October 14, 2015   ·   0 Comments

2015-10-15-05

By Brock Weir

Rob Barfitt was on familiar ground when he came into the Church Street School on Friday afternoon.

A long-time member of the Aurora Community, he remembers frequent visits to the landmark building to pick up gear as a member of the local Boy Scouts.

Now a bit past the Boy Scout age and an active member of his family’s business, Aurora Home Hardware, on his latest visit to the school, he was joined by local business leaders to ring the school’s historic bell, signalling a new chapter in the building’s history to mark the fifth anniversary of the Aurora Cultural Centre.

Representatives from Aurora Home Hardware, Backyard Pool and Spa, Omars Shoes, and Promotional Marketing got in their morning workout struggling to make the bell work its magic, but it was all for a good cause as they joined Prime Data Inc. and Remax’s Susan Cowen Team as the foundation members of the 5-50-500 Campaign.

To mark their fifth anniversary, the Aurora Cultural Centre has reached out to 50 local businesses for a contribution of $500. They hope to raise $25,000 by the end of this year to support their family activities, concerts, heritage programs, and other activities that are provided free of charge to the community.

“We are very dependent on the funds that are greater than those we can raise through our own initiatives,” said Laura Schembri, Executive Director of the Aurora Cultural Centre. “This is the first time we have actually gone out to our businesses with a program really explaining our need for support. We are in this beautiful building here that is beautifully cared for by the Town. We are very successful with the number of people who come through but the reality is we can’t do it all ourselves. Here are examples of leading local businesses that have stepped up to support us in our time of need and responding to our request.”

For the sponsors who gathered to ring the bell to signal their contributions last week, the opportunity to support the Cultural Centre was an opportunity to become involved in the community in a different way.

“We just feel it is so important to be good corporate citizens and just to be part of the community,” said Raz Khamissa of Omars. “The community supports us and we want to support the community back. We have been to events here, so we see the worth in having a Cultural Centre. I come from the sports side of things and you normally think sports is everything to everybody, but you have to have a well-rounded Town and this is what the Aurora Cultural Centre provides.”

A similar insight was offered by Robin Taylor-Smith of Promotional Marketing: “Sports gets a lot of funding and I don’t think that arts necessarily gets the support they need, so we are quite willing to help out where we can. It is a very necessary building and cultural expression to have in our community.”

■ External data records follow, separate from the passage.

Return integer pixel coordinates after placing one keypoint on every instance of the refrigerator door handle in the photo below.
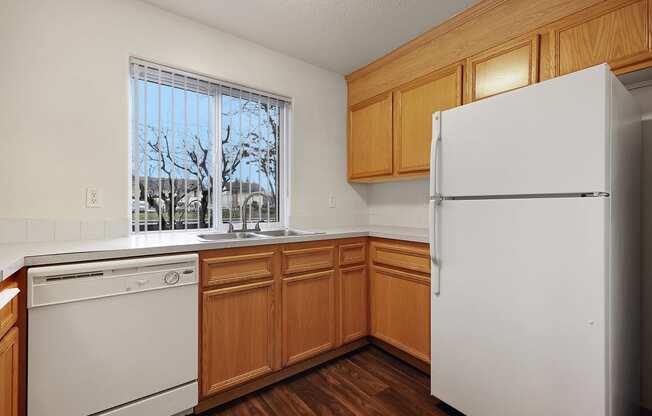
(432, 237)
(434, 152)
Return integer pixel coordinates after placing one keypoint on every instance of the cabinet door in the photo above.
(414, 104)
(237, 335)
(9, 373)
(618, 37)
(400, 311)
(503, 68)
(370, 138)
(308, 315)
(354, 305)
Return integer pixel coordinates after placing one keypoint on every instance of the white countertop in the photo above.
(15, 256)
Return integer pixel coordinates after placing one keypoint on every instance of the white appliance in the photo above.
(534, 218)
(113, 338)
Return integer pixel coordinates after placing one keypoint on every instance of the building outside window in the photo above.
(200, 147)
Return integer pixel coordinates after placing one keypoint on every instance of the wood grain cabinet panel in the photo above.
(504, 68)
(354, 305)
(414, 104)
(9, 373)
(400, 311)
(237, 335)
(308, 316)
(354, 253)
(300, 260)
(412, 257)
(370, 138)
(236, 267)
(616, 37)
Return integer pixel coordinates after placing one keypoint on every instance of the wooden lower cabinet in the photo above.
(308, 315)
(238, 335)
(354, 303)
(9, 373)
(400, 310)
(274, 310)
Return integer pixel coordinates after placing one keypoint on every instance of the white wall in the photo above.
(644, 96)
(403, 203)
(64, 107)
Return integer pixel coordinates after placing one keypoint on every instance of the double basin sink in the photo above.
(239, 235)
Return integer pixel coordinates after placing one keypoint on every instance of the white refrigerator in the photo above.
(534, 239)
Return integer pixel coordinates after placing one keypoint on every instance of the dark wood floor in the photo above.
(365, 382)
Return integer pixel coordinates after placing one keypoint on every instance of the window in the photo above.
(201, 147)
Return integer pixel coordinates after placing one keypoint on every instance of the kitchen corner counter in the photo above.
(15, 256)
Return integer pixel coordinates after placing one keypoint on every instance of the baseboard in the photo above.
(401, 355)
(262, 382)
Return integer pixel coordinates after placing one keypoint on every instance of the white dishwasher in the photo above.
(113, 338)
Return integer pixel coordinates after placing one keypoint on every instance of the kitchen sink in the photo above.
(286, 232)
(228, 236)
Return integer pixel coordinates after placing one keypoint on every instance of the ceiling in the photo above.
(340, 35)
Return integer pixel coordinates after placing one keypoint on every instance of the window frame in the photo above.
(285, 105)
(283, 167)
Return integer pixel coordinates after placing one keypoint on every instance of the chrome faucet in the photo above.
(243, 209)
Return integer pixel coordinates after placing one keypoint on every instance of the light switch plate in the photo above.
(93, 198)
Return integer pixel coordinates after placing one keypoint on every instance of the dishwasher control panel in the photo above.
(77, 282)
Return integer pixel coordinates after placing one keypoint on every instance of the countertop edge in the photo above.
(12, 265)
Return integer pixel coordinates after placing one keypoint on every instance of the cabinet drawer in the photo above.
(402, 255)
(299, 260)
(8, 313)
(400, 311)
(237, 268)
(355, 253)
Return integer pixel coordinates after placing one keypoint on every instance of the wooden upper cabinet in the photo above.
(414, 104)
(9, 373)
(370, 138)
(619, 37)
(504, 68)
(237, 335)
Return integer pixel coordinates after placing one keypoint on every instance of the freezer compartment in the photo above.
(549, 138)
(519, 326)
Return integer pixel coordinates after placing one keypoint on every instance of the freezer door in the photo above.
(518, 327)
(544, 139)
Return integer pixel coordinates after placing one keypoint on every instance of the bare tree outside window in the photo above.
(181, 158)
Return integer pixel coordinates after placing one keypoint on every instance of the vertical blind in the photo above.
(200, 147)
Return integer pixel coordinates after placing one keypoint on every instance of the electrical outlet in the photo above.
(93, 198)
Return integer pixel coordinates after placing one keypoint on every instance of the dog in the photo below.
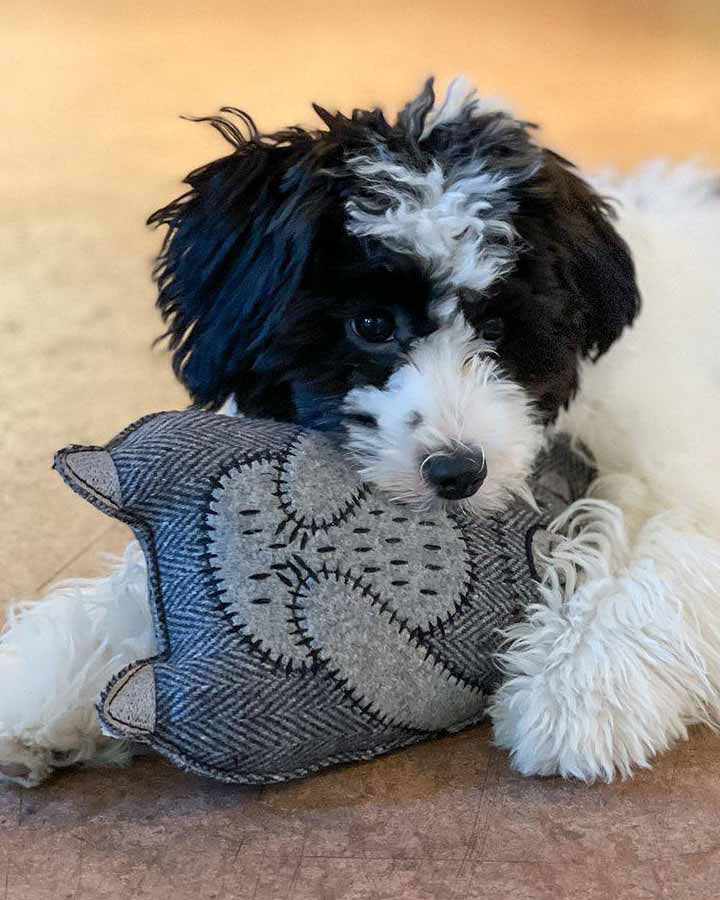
(441, 293)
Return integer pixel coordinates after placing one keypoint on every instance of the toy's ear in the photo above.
(91, 472)
(234, 255)
(127, 709)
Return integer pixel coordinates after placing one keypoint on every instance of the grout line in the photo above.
(68, 562)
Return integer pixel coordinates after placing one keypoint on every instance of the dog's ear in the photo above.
(233, 258)
(570, 227)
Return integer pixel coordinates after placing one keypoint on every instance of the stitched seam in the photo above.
(412, 634)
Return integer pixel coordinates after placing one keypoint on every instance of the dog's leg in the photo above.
(56, 655)
(622, 654)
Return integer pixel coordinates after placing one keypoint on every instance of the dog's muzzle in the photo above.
(456, 475)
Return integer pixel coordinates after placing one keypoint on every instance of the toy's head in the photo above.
(301, 618)
(429, 286)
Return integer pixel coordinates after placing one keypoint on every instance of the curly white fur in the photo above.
(56, 656)
(621, 655)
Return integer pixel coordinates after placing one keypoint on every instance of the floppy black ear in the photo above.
(571, 225)
(236, 248)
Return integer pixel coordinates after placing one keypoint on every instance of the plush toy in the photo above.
(303, 619)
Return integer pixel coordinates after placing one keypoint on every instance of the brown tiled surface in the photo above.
(91, 144)
(442, 820)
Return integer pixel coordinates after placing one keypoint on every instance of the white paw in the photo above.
(23, 765)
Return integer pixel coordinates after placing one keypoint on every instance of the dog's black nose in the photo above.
(455, 476)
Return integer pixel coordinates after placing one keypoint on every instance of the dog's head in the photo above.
(427, 287)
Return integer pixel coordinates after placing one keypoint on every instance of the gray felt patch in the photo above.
(301, 618)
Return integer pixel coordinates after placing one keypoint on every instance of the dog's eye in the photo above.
(492, 330)
(375, 328)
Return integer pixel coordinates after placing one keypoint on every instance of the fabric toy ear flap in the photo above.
(127, 709)
(91, 472)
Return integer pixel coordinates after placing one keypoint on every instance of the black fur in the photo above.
(258, 276)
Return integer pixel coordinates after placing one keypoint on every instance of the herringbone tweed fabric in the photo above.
(302, 619)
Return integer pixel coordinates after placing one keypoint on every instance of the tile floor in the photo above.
(91, 144)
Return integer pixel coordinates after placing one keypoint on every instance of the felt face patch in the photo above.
(301, 618)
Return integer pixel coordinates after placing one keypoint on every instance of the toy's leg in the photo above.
(56, 655)
(622, 654)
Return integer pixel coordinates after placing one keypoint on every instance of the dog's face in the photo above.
(428, 289)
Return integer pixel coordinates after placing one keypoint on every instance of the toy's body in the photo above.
(301, 618)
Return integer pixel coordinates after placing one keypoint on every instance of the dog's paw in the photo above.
(23, 765)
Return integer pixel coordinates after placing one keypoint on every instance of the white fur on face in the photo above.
(450, 393)
(460, 99)
(455, 217)
(459, 225)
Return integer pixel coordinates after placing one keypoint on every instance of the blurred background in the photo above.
(92, 143)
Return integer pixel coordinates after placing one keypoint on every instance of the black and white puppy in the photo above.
(434, 291)
(430, 286)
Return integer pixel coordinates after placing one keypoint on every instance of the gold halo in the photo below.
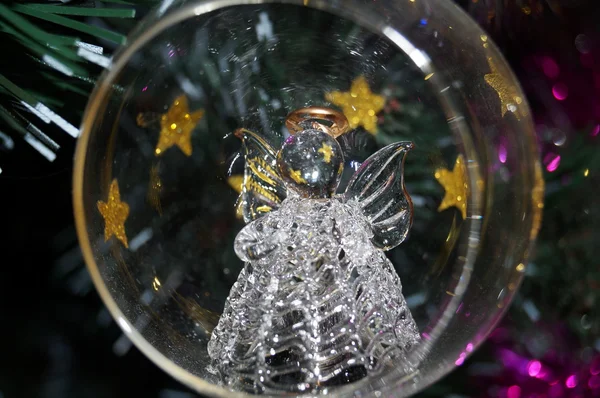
(297, 120)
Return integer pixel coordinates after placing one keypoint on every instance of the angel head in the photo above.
(309, 164)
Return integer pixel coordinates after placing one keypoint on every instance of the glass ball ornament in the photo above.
(188, 146)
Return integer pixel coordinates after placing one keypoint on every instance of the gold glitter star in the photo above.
(176, 127)
(455, 185)
(508, 93)
(236, 182)
(114, 213)
(537, 196)
(155, 188)
(296, 176)
(359, 105)
(327, 151)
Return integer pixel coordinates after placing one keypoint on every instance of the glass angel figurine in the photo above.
(317, 304)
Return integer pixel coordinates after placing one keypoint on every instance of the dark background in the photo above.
(57, 339)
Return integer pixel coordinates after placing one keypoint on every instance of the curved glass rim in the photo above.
(97, 97)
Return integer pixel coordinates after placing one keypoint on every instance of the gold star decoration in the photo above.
(297, 176)
(507, 92)
(155, 188)
(537, 196)
(176, 127)
(114, 213)
(360, 105)
(455, 185)
(327, 151)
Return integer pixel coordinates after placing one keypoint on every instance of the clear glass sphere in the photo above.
(159, 169)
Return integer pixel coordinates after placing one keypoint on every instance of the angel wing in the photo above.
(378, 187)
(263, 189)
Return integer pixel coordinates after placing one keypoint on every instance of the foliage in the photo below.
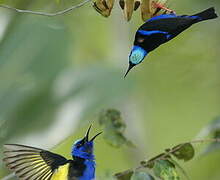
(163, 165)
(113, 128)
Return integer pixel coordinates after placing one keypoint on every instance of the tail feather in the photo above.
(207, 14)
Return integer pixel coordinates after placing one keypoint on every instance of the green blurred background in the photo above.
(57, 74)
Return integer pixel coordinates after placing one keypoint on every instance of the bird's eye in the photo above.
(140, 40)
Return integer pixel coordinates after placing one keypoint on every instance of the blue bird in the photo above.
(161, 29)
(31, 163)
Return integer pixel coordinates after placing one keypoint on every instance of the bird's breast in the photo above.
(61, 173)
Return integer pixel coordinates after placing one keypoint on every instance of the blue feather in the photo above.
(163, 16)
(148, 33)
(89, 173)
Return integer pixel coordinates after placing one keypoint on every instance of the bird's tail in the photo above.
(207, 14)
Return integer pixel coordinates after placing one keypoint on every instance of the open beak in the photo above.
(129, 68)
(95, 136)
(86, 138)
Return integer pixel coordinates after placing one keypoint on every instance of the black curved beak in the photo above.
(86, 138)
(95, 136)
(129, 68)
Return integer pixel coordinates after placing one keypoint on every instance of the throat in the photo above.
(89, 173)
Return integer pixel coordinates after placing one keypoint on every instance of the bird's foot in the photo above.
(160, 6)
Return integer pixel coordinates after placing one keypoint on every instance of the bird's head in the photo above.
(83, 148)
(136, 56)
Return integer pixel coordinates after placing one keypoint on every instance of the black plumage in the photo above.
(161, 29)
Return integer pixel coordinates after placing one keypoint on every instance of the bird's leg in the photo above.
(160, 6)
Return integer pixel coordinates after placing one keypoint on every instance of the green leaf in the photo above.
(141, 176)
(213, 130)
(125, 175)
(165, 170)
(184, 151)
(114, 128)
(180, 168)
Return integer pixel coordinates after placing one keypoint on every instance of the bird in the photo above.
(30, 163)
(161, 29)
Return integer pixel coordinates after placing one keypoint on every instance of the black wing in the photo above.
(170, 25)
(31, 163)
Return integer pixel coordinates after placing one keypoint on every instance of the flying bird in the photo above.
(31, 163)
(161, 29)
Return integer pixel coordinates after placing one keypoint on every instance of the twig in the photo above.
(45, 13)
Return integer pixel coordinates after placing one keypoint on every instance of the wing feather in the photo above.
(31, 163)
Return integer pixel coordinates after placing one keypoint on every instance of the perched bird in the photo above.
(161, 29)
(31, 163)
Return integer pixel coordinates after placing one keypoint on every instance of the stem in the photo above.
(45, 13)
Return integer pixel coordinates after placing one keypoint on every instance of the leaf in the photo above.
(165, 170)
(141, 176)
(180, 168)
(114, 128)
(213, 130)
(125, 175)
(184, 151)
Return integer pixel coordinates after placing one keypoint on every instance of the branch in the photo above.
(44, 13)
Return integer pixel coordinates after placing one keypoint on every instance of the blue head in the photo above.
(83, 148)
(136, 56)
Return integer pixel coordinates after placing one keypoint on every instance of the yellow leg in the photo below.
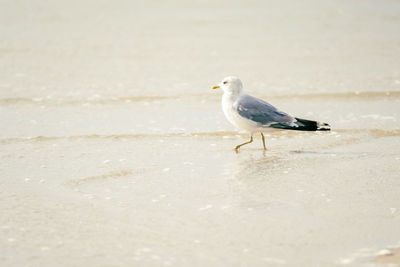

The owners of Backyard Pool have always been supportive of community initiatives through their 22 years in business, noted the company’s Richard West, while Mr. Barfitt said it was “great” to support an initiative which has found such a great fit within the building as a hub of cultural arts.

Although she was unable to attend Friday’s brief ceremony, Ms. Cowen was one of the first businesses to answer the call. In a statement, she said she was “proud to support the Aurora Cultural Centre, a worthwhile local facility that caters to the interests of all residents, both children and adults alike and, at the same time, helps to preserve the heritage of beautiful Downtown Aurora.”